Discipline: Technology and Engineering
Subcategory: Materials Science
Katy Gerace - Penn State University
Co-Author(s): Zakaria Y. Al Balushi and Joan M. Redwing, Penn State University, University Park, PA
From zero-dimensional quantum dots to three-dimensional bulk substrates, group-III nitrides semiconductors such as gallium nitride and indium nitride are considered one of the most important class of materials after silicon. This comes from their combined properties that are key enablers for the realization of disruptive technologies that are now truly ubiquitous and distributed: The efficient blue light-emitting diode (Nobel Prize in Physics 2014) for efficient white lighting, absorber materials for extraterrestrial application of solar cells, inverters for hybrid and electrical vehicles and a host of other potential applications that could be prime in shaping many next generation technologies. In order to do so, innovative research must be undertaken to extend the properties of group-III nitride semiconductors beyond what is currently possible. This ‘extension’ is realized by confining the material into a two-dimensional system that may lead to new untapped phenomena in condense matter physics, specifically when the thickness of the layer approaches a few atoms. As a result, one can expect massive changes in the electrical properties of the material, opening up new avenues of research in nanoscale devices and therefore establishing an entirely new platform that can complement or replace existing technology.
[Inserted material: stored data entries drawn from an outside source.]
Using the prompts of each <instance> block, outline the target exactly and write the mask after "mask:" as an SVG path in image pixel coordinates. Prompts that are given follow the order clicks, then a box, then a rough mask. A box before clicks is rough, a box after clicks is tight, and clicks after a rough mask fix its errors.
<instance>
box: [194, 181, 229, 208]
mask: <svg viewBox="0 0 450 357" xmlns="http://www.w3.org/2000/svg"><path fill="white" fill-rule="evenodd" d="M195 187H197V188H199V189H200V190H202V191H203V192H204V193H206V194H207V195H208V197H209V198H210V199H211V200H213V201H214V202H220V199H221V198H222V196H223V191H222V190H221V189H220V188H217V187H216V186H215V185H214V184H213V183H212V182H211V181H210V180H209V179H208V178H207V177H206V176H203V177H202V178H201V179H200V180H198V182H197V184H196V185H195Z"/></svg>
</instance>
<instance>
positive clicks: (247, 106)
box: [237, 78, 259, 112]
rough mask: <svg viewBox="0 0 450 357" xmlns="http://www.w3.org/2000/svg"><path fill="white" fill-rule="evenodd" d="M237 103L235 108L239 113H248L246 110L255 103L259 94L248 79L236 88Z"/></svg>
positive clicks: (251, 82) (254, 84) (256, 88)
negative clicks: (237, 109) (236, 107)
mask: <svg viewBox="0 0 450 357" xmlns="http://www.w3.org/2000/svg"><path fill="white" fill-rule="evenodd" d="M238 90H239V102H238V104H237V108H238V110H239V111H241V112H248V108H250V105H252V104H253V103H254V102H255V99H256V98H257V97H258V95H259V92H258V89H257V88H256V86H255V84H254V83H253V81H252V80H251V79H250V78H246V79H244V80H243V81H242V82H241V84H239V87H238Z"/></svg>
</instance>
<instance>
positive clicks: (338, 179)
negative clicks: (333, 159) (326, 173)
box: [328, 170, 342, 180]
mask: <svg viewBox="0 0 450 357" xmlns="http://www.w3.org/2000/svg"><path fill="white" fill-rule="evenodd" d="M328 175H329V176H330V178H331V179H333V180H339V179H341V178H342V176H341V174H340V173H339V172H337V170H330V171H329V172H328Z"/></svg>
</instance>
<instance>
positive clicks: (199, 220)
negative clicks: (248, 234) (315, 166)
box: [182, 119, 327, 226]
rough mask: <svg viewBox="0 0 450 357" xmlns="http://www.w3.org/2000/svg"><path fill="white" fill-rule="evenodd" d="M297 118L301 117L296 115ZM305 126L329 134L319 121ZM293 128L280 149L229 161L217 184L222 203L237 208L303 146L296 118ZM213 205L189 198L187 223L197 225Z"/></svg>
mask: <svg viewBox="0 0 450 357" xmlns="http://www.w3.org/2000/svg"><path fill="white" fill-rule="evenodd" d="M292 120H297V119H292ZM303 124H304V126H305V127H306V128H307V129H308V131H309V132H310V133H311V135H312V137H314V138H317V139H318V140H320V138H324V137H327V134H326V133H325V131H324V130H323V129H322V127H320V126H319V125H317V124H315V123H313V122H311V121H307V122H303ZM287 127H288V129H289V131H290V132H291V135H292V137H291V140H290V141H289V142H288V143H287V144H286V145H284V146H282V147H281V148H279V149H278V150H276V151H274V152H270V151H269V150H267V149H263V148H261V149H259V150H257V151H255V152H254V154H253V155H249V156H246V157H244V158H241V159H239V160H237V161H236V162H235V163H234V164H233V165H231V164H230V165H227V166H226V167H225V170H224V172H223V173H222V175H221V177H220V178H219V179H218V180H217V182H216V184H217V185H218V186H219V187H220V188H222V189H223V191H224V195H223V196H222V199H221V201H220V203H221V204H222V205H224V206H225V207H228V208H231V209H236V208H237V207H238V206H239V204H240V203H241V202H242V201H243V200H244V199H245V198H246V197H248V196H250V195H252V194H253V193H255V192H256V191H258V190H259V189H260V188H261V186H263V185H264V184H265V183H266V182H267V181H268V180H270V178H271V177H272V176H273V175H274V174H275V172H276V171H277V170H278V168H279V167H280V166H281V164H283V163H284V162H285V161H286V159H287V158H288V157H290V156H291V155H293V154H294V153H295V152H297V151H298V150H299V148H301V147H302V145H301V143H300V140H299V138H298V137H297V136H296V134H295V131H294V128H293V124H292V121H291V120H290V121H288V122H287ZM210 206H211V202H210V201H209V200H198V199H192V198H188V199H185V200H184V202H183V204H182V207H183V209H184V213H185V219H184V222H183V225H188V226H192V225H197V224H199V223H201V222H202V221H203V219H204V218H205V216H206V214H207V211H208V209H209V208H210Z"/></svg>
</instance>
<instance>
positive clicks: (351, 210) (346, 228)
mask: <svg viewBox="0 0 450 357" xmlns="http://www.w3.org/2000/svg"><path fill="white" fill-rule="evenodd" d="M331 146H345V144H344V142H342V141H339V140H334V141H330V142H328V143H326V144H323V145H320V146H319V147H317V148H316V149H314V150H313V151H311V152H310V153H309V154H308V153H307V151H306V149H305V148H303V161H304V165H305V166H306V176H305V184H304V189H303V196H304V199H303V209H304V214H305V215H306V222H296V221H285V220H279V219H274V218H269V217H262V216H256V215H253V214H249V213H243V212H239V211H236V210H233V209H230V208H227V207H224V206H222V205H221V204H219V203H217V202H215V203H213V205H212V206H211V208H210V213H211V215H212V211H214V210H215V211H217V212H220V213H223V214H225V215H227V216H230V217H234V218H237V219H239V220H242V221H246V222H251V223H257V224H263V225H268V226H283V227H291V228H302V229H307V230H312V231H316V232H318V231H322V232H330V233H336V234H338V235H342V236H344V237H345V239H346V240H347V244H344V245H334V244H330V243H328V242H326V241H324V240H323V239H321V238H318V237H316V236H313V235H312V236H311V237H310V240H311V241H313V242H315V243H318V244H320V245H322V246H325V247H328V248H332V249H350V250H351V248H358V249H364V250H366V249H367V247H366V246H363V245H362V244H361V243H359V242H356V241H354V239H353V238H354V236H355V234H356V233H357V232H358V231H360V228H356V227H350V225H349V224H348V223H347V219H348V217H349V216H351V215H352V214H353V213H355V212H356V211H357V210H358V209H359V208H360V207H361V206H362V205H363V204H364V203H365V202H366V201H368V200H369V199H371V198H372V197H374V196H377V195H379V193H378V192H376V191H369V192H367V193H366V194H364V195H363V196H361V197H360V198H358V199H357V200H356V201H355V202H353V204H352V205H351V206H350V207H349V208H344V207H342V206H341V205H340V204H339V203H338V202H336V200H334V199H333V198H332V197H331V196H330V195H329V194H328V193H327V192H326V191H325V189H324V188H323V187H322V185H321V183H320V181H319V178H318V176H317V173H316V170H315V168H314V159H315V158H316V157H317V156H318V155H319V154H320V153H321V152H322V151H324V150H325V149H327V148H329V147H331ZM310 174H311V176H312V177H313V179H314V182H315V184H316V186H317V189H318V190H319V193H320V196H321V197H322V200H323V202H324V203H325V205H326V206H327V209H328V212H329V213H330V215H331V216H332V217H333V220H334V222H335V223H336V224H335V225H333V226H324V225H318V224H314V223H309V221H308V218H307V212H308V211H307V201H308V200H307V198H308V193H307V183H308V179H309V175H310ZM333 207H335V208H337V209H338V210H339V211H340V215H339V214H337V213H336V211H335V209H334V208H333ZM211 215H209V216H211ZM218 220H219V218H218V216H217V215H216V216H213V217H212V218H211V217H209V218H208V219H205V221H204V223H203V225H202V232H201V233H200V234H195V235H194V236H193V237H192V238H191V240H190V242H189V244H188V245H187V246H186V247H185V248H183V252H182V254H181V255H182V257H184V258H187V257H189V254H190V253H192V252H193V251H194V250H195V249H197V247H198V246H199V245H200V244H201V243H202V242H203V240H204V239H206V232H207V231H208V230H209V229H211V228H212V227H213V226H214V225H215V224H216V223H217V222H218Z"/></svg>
Here we investigate the conversion of few-layer nanosheets of indium selenide to indium nitride via a novel atom exchange technique that was first reported by Sreedhara et al. for the conversion of gallium selenide monolayers into gallium nitride1. In this study, samples are prepared by mechanical exfoliation onto a variety of host substrates, where the thickness of the exfoliated indium selenide flakes are characterized by atomic force microscopy and scanning electron microscopy and correlated with the optical properties as a function of the number of layers using Raman spectroscopy and photoluminescence. Samples are then exposed to ammonia gas at elevated temperatures, where the conversion process is monitored by ex situ characterization using advanced surface spectroscopic techniques that includes x-ray photoelectron and Auger spectroscopy. We also investigate the stability of the atomic layers before and after the conversion process in different environments, as the stability of these atomic layers directly impact the performance of electrical devices. Recognizing the impact of group-III nitride materials, it can be expected that the addition of two-dimensional atomic layers of indium nitride and related materials will open up new avenues of research in novel electronic and optoelectronic devices, such as miniaturized red emitter and high frequency devices for telecommunication.
References: M. B. Sreedhara; K. Vasu and C. N. R. Rao, Z. Anorg. Allg. Chem. 2014, 640, (14), 2737-2741.
Funder Acknowledgement(s): National Science Foundation
Faculty Advisor: Joan M. Redwing, email@example.com
Role: I characterized the indium selenide samples before and after ammonia exposure using a variety of structural and optical characterization methods.